Some artists can be reticent if they feel that their art is there simply to make the area more attractive or, worse, if it is there to increase the value of a development and politically it can be difficult if local people cannot relate to works; find them irrelevant or see the obvious cost as a waste of funds that might better be spent on supporting social projects.
The report looks at several major projects that have included public art in public spaces from the design stage with the examples of new sculpture incorporated into the new developments of Køge Kyst, south of Copenhagen, and Kanalbyen in Fredericia where there has been collaboration to integrate art from the start.

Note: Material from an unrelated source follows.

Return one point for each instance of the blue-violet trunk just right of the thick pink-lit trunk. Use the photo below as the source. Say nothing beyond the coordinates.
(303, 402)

An ambitious new scheme for public art is evolving at Arken, the major art gallery to the south of Copenhagen. There has been extensive re-landscaping immediately around the art gallery but, because many visitors and tourists come out from Copenhagen by train, Arkenwalk will link the railway station at Ishøj to the art gallery down on the beach - a walk of 2.2 kilometres - with the final design selected after a completion that was entered by 27 teams of artists and architects. The new "art axis" will be marked by very distinct red lamp posts.
new street art
The Wave - an interactive light installation by Frederik Svanholm, Mikkel Meyer and Jonas Fehr
the bike and foot bridge by Olafur Eliasson - public art or engineered city planning?

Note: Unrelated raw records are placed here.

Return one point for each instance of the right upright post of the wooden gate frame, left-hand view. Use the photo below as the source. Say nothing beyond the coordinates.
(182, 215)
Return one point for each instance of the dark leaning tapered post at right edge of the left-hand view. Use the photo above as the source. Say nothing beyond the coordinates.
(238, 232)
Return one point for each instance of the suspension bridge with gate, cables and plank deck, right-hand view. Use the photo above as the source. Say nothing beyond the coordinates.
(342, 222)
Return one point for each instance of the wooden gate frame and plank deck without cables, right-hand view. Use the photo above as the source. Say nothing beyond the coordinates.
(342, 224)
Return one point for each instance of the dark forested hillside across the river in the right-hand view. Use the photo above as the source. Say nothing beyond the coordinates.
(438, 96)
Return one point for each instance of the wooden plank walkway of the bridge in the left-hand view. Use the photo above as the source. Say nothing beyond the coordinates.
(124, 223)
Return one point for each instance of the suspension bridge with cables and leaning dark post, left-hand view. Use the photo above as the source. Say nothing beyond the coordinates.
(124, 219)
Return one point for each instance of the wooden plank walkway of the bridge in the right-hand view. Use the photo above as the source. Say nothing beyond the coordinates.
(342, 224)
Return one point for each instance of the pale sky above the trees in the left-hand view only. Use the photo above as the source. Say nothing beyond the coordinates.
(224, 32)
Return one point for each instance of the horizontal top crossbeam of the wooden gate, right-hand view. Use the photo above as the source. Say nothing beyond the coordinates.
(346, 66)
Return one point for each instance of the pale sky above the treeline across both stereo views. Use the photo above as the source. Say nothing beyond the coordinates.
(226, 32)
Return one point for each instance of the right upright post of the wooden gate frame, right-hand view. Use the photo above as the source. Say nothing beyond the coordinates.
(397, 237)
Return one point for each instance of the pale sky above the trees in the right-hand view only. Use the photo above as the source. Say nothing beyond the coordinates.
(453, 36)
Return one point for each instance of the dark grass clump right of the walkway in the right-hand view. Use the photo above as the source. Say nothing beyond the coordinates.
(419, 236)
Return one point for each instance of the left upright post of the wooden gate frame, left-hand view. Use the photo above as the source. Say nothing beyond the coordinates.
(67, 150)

hoardings around the engineering works for the new metro station at Trianglen painted by Benjamin Noir
Superkilen in Nørrebro in Copenhagen
Public art is not restricted to sculpture - or at least not what would traditionally be seen as sculpture. Superkilen in Nørrebro has lines of stools and tables marked out with board games and the Circle Bridge by Olafur Eliasson, opposite the national library, with its lighting, blurs the boundary between engineering and public art. Paintings on the high fencing around the sites of the engineering works during the construction of a new Metro line has provided an opportunity for a major project in public art.
Many of these more recent projects, including newer forms of public art in light or with projected video art or sound, are about social engagement but public art can have an important role in attracting people through an area to make it feel used and safe rather than empty and abandoned or underused and under appreciated.

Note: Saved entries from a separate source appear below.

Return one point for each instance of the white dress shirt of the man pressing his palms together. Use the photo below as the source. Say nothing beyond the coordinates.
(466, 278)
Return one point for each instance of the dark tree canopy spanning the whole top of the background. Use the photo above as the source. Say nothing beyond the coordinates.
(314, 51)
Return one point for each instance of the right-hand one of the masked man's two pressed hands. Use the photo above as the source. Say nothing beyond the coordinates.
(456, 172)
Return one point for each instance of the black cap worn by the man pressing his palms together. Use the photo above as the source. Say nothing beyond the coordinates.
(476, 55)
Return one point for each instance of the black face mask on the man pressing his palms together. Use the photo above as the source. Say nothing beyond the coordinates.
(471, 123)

The report identifies a general change in the response to art in the streetscape. It suggests that there is a growing reaction against public art that is temporary or experience orientated or projects that are designed to attract tourists and a move towards "liveability", so art enhancing everyday life for local users of the space … a move towards appreciating art that brings joy, beauty, curiosity, a specific sense of a specific place so context and consideration - in the sense of thoughtfulness - back to enhance how we see and use and occupy public space.
It also includes more mundane but important and practical summaries about realising projects; about determining frameworks and about practical matters of planning for operation and maintenance and even a reminder about seeking information about rules covering Tax and VAT.
Above all the illustrations show just how diverse and just how imaginative public art in public space can be.